Important Safety Information
Warnings and
Precautions
Severe and Fatal Immune-Mediated Adverse Reactions
Immune-mediated
adverse reactions, which may be severe or fatal, can occur in any organ system
or tissue at any time after starting treatment. While immune-mediated adverse
reactions usually occur during treatment, they can also occur after
discontinuation. Immune-mediated adverse reactions affecting more than one body
system can occur simultaneously. Early identification and management are
essential to ensuring safe use of PD-1/PD-L1–blocking antibodies. The
definition of immune-mediated adverse reactions included the required use of
systemic corticosteroids or other immunosuppressants and the absence of a clear
alternate etiology. Monitor closely for symptoms and signs that may be clinical
manifestations of underlying immune-mediated adverse reactions. Evaluate liver
enzymes, creatinine, and thyroid function at baseline and periodically during
treatment. In cases of suspected immune-mediated adverse reactions, initiate
appropriate workup to exclude alternative etiologies, including infection. Institute
medical management promptly, including specialty consultation as appropriate.
No dose
reduction for LIBTAYO is recommended. In general, withhold LIBTAYO for severe
(Grade 3) immune-mediated adverse reactions. Permanently discontinue LIBTAYO
for life-threatening (Grade 4) immune-mediated adverse reactions, recurrent
severe (Grade 3) immune-mediated adverse reactions that require systemic
immunosuppressive treatment, or an inability to reduce corticosteroid dose to
10 mg or less of prednisone equivalent per day within 12 weeks of initiating
steroids.
Withhold or
permanently discontinue LIBTAYO depending on severity. In general, if LIBTAYO
requires interruption or discontinuation, administer systemic corticosteroid
therapy (1 to 2 mg/kg/day prednisone or equivalent) until improvement to Grade
1 or less. Upon improvement to Grade 1 or less, initiate corticosteroid taper and
continue to taper over at least 1 month. Consider administration of other
systemic immunosuppressants in patients whose immune-mediated adverse reactions
are not controlled with corticosteroids.
Immune-mediated pneumonitis: LIBTAYO can cause immune-mediated
pneumonitis. In patients treated with other PD-1/PD-L1–blocking antibodies, the
incidence of pneumonitis is higher in patients who have received prior thoracic
radiation. Immune-mediated pneumonitis occurred in 3.2% (26/810) of patients
receiving LIBTAYO, including Grade 4 (0.5%), Grade 3 (0.5%), and Grade 2 (2.1%).

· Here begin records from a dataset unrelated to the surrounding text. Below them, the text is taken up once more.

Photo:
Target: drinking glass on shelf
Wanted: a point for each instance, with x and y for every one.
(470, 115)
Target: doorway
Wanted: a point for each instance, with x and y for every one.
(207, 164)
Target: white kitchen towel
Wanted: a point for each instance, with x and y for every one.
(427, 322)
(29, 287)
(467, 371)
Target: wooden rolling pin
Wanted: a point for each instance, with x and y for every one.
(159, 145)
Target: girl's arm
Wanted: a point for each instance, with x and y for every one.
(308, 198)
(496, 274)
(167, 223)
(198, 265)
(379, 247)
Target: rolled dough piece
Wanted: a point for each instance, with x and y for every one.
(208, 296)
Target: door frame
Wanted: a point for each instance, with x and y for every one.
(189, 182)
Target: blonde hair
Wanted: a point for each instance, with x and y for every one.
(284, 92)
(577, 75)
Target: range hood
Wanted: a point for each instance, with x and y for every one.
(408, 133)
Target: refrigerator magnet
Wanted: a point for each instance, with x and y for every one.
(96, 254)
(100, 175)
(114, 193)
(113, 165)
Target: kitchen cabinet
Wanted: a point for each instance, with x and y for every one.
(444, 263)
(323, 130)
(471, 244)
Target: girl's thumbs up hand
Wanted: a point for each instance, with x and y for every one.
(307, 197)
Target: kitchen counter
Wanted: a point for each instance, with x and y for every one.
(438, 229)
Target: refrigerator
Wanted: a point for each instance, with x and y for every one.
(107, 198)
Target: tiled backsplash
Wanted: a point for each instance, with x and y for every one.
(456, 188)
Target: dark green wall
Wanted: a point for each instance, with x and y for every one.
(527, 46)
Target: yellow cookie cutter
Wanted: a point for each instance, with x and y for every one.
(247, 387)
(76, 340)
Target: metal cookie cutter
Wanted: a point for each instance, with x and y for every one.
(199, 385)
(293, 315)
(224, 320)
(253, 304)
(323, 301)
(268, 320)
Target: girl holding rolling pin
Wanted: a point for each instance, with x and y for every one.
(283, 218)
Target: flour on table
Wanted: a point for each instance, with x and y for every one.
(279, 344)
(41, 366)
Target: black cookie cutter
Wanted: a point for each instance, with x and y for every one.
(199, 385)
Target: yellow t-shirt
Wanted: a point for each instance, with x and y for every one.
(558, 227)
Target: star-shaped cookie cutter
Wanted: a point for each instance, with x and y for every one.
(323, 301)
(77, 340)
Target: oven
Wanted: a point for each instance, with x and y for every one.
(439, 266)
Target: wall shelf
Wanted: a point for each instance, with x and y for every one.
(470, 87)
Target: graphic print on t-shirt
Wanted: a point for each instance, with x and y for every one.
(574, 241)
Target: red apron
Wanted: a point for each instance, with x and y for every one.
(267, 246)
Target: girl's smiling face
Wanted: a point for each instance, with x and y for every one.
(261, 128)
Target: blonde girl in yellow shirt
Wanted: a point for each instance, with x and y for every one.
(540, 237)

Pneumonitis led to permanent discontinuation in 1.4% of patients and
withholding of LIBTAYO in 2.1% of patients. Systemic corticosteroids were
required in all patients with pneumonitis. Pneumonitis resolved in 58% of the 26
patients. Of the 17 patients in whom LIBTAYO was withheld, 9 reinitiated after
symptom improvement; of these, 3/9 (33%) had recurrence of pneumonitis.
Withhold LIBTAYO for Grade 2, and permanently discontinue for Grade 3 or 4.
Resume in patients with complete or partial resolution (Grade 0 to 1) after
corticosteroid taper. Permanently discontinue if no complete or partial
resolution within 12 weeks of initiating steroids or inability to reduce
prednisone to less than 10 mg per day (or equivalent) within 12 weeks of
initiating steroids.
Immune-mediated colitis: LIBTAYO can cause immune-mediated
colitis. The primary component of immune-mediated colitis was diarrhea.
Cytomegalovirus (CMV) infection/reactivation has been reported in patients with
corticosteroid-refractory immune-mediated colitis treated with PD-1/PD-L1–blocking
antibodies. In cases of corticosteroid-refractory immune-mediated colitis,
consider repeating infectious workup to exclude alternative etiologies.
Immune-mediated colitis occurred in 2.2% (18/810) of patients receiving
LIBTAYO, including Grade 3 (0.9%) and Grade 2 (1.1%). Colitis led to permanent
discontinuation in 0.4% of patients and withholding of LIBTAYO in 1.5% of
patients. Systemic corticosteroids were required in all patients with colitis.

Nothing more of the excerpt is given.